Parker was already involved in public relations for the sport, and she married Scott Smith that same year. They are the parents of two boys, ages 7 and 5, and she is busy promoting the sport she still loves.
This week is a special one as the city of Ogden hosts the Archery World Cup, a first for the U.S.
"For local archers it's a huge deal," she said of the competition that begins with preliminary rounds on Tuesday at Weber State and finishes Saturday with championships at Lundquist Field. "It's a big deal for USA archery because we don't get them very often."
She credits the Easton Foundation with making it possible for USA Archery to host the event that will feature archers from 35 different countries. Individuals and teams will try to hit a target that is 70 meters away.
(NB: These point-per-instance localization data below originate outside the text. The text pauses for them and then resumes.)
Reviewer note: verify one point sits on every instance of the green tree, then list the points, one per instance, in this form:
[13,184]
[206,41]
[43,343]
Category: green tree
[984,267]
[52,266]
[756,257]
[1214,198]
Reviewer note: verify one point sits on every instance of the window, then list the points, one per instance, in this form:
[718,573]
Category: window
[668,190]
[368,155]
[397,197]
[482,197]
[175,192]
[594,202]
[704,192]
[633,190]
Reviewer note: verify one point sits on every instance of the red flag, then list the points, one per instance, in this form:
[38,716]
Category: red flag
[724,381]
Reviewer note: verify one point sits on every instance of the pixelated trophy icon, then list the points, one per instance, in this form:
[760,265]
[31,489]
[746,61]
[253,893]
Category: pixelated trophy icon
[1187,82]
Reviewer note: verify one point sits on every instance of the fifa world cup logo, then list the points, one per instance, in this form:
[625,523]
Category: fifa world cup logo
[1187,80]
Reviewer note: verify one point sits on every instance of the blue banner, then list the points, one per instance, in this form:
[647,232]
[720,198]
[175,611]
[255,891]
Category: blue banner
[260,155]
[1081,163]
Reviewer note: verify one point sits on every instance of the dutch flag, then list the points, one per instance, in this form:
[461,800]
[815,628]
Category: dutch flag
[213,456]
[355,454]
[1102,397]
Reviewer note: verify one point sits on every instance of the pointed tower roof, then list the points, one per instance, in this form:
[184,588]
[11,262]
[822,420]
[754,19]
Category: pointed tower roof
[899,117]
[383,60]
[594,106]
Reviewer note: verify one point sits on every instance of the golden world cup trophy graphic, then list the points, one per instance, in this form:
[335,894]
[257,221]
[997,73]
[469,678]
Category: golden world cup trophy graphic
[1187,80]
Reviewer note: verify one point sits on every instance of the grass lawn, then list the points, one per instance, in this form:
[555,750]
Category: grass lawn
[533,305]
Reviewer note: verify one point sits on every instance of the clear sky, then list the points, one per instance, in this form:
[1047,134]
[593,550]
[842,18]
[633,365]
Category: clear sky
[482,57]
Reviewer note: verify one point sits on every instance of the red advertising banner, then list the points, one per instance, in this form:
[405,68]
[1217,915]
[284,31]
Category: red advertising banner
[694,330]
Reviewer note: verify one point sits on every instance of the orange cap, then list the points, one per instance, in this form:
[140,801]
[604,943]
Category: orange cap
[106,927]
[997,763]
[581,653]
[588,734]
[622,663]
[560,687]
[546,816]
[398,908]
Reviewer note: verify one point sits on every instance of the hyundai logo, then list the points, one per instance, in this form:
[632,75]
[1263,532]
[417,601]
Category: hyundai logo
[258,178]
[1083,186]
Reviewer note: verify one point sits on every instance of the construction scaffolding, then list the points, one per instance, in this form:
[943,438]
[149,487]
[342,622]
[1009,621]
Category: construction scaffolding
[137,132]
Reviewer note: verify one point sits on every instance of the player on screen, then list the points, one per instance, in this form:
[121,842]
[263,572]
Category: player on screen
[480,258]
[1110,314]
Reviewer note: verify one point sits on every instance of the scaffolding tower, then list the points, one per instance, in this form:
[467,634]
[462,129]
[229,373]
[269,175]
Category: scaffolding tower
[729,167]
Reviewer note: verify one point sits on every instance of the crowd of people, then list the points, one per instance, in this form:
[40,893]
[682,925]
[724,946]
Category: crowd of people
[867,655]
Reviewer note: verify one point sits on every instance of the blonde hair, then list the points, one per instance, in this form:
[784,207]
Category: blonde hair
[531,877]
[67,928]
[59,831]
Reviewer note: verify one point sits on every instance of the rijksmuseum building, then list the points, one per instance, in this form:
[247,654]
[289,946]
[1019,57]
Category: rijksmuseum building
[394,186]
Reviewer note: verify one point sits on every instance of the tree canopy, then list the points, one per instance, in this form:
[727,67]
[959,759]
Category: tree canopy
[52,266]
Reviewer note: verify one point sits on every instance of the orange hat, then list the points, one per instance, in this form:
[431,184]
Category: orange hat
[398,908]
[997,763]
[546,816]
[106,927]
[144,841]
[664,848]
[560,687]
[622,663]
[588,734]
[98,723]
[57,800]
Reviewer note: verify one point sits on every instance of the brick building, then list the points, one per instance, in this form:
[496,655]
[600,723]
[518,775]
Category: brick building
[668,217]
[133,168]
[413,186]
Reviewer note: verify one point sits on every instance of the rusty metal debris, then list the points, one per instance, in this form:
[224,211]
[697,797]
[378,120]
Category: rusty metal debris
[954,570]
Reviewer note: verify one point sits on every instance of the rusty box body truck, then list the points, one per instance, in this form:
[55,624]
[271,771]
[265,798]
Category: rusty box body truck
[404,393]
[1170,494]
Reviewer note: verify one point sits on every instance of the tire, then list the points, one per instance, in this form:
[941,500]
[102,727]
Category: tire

"USA Archery is not very big and we don't have enough manpower to put on and host an event like this," she said. "Olympic style archery isn't big in the U.S. We have over 3 million archers, but that's a lot different from this."
She said encourages people to take in some of the preliminary rounds at Weber State just because of the visual feast and energy of the event.
It will be difficult for novices to follow in the preliminary rounds because of the number of archers shooting at the same time.
"The pageantry, the look of it is so cool," she said.
But once the competition moves to Lindquist where two archers square off at a time, it will be very easy to follow and cheer for specific athletes.
"It's a really cool thing to watch," she said.
Parker hopes the exposure not only draws attention to the talent of U.S. athletes but also starts a fire in young would-be archers.
She still cherishes her experiences and finds the life lessons almost too numerous to name.
Her best moment as an archer came in the 1988 Olympics.
"I think it was when our team took the bronze medal," she said. "Because we weren't expected to do anything."
The team actually tied for second and then lost in a shoot-off.
"I've always just been really proud of that effort," she said.
2010 Archery World Cup Stage 3
At Ogden, Utah
Aug. 4-6 — Qualification and Elimination Rounds at Weber State University, 3848 Harrison Blvd.
Championship on Aug. 7 — Championship Finals at Lindquist Field, 2330 Lincoln Ave.
All sessions of the 2010 Archery World Cup Stage 3, including championships, are free and open to the public.